Isla Vista Community Center
The opening of the Isla Vista Community Center was delayed because of the COVID-19 pandemic, according to the 2020-21 audit of spending by the Isla Vista Community Services District. (Grace Kitayama / Noozhawk photo)

During the first year of the COVID-19 pandemic, the Isla Vista Community Services District spent the majority of its budget on public safety and community programs.

The district was formed in 2016. In 2018, the community approved Measure R, which established a utility-user tax for the district to establish its own source of revenue.

The Isla Vista Community Services District recently published an audit of its 2020-21 year, which was the fourth year of operations for the organization.

According to its website, “The Isla Vista Community Services District aims to improve the resources available to the community, ensure a high quality of life and level of public safety, and provide a local voice to the people of Isla Vista. The district will work to prioritize community engagement as it delivers localized public services and maximizes the resources available to the community.”

The district has eight programs — Reserves, Operations, Community Programs, Housing, Public Safety, Parking, Public Works and Graffiti Abatement, and Community Planning, according to the district’s budget report for the 2020-21 fiscal year.
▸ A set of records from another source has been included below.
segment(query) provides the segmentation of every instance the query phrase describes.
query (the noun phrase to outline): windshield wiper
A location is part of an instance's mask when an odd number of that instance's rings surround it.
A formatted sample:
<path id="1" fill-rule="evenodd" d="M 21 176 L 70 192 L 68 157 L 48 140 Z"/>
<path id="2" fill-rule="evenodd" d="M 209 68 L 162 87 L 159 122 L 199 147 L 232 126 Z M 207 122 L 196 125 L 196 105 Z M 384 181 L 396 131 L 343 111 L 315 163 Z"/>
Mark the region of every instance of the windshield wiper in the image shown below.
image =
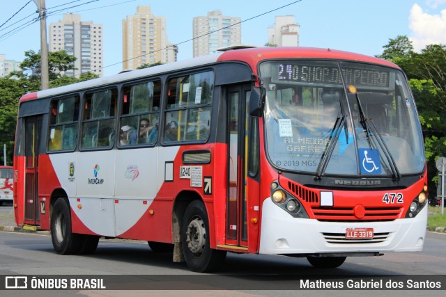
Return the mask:
<path id="1" fill-rule="evenodd" d="M 401 178 L 401 175 L 399 173 L 399 170 L 397 167 L 397 163 L 395 160 L 392 156 L 392 154 L 390 153 L 390 150 L 386 145 L 384 142 L 384 139 L 383 139 L 383 136 L 378 131 L 378 129 L 376 129 L 376 126 L 375 126 L 375 123 L 370 118 L 366 118 L 364 115 L 364 111 L 362 109 L 362 106 L 361 106 L 361 102 L 360 101 L 360 97 L 357 93 L 355 94 L 355 97 L 356 98 L 356 102 L 357 103 L 357 109 L 359 110 L 360 121 L 360 123 L 362 126 L 364 131 L 366 133 L 366 137 L 367 138 L 367 142 L 369 143 L 369 146 L 371 149 L 371 141 L 370 140 L 370 136 L 374 135 L 376 137 L 376 142 L 378 143 L 379 147 L 384 152 L 384 155 L 385 158 L 387 159 L 387 162 L 389 162 L 389 165 L 390 167 L 390 170 L 392 170 L 392 175 L 393 177 L 394 180 L 399 180 Z M 371 131 L 371 134 L 370 133 Z"/>
<path id="2" fill-rule="evenodd" d="M 330 133 L 330 138 L 328 138 L 328 141 L 327 142 L 327 145 L 325 145 L 325 149 L 324 150 L 324 152 L 321 157 L 321 161 L 319 162 L 319 165 L 318 166 L 317 173 L 314 177 L 315 179 L 321 179 L 321 178 L 323 175 L 323 172 L 325 171 L 327 166 L 328 165 L 330 158 L 331 157 L 332 154 L 333 154 L 333 150 L 334 150 L 336 143 L 339 138 L 339 135 L 341 135 L 341 131 L 342 130 L 344 123 L 346 123 L 346 115 L 343 115 L 342 118 L 337 118 L 336 119 L 334 125 L 333 126 L 333 128 Z M 348 136 L 346 136 L 346 138 L 348 142 Z"/>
During the pandemic, spending on several services was reduced because of a delay of in-person events and staffing shortages as well as the delayed opening of the Isla Vista Community Center, which opened in January 2022, according to a Daily Nexus article.

Public safety represented the highest area of spending for the district, according to a discussion of the audit written by IVCSD General Manager Jonathan Abboud. That includes funding for the Isla Vista Safety Stations, and the Interpersonal Violence and Sexual Assault and Investigation Prevention Program with UC Santa Barbara’s Police Department. However, the Safety Stations were not fully operational during the year.

The second-largest area of spending was on community programs such as food distribution and community activities for youths, according to Abboud.

The district also spent money on rent for suites in the multipurpose facility on Embarcadero Del Mar.

Other programs funded under the district included the Community Garden at United Methodist Church; the Compost Collective, which offers composting services and pickup from residences in Isla Vista; Isla Vista Beautiful, which is a program dedicated to beautification projects in the district such as graffiti removal and street repairs; and the Rental Housing Mediation Program, which is a free service that offers services to solve housing disputes in the district.

The district recorded about $1.2 million in revenue and spent $700,000 in the 2020-21 fiscal year. It had a year-end fund balance of $1.6 million. Of that balance, $112,014 is for programs funded by UCSB, $942,000 will be put in the district’s reserves and $577,001 were unassigned.

During the height of the COVID-19 pandemic, two full-time and 14 part-time temporary employees were hired during the start of the fiscal year and worked throughout the year while permanent hiring took place.

Looking forward, the district will be heading into a year without a pandemic-related State of Emergency, according to Abboud. At the most recent board meeting, Abboud said that the State of Emergency is set to end Feb. 28, after which the district will have to reassess its spending limit.